Truman Family Farm
Twenty-two-year-old Harry Truman gave up his $100 a month bank salary to go work on the family farm in 1906. The farmhouse, with no plumbing or electricity, stood in stark contrast to the bright lights of Kansas City. On the farm, Harry had little privacy, sharing the seven-room house with his grandmother, parents, sister and brother.
Harry slept in a room above the dining area with brother Vivian and the hired hands. The bedroom was like an oven in the summer and an icebox in the winter. "It was an awful task to arise this morning in that ten-degree room," he wrote in 1914.
Harry's day began when his father called from the foot of the stairs. Before the smell of frying bacon filled the house, Harry was up feeding livestock and milking cows.

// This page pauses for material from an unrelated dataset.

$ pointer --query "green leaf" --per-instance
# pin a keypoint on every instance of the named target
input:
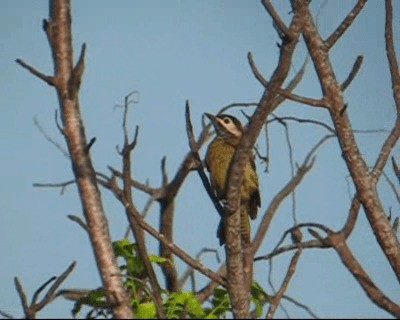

Then, he came in to help Mamma and Mary Jane cook. According to one farm hand, Harry could "stir up as good a batch of biscuits as any woman."
After breakfast, Harry usually put in a long day of physically demanding work. In the evenings, the family gathered in the sitting room to read and talk. In the parlor, Harry, Mary Jane, or Mamma played the piano, while John added his mellow voice to sing-a-longs.
During Harry's eleven years on the farm, he worked hard, planned for the future, and confronted each challenge with calm determination. His demanding father expected Harry to do his best - whether it was planning straight corn rows or stacking hay. After his father's death in 1914, Harry assumed responsibility for the farm's success or failure.
To learn more about the Truman Farm Home, click on the links below to read the site bulletin and take a photo tour of the home's interior.
Did You Know?
Harry Truman was never a man given to excess. He wrote to Bess, “An ideal condition would be to have to work just enough so if you stopped you’d not go busted at once – but still you’d know if you didn’t work you couldn’t live.”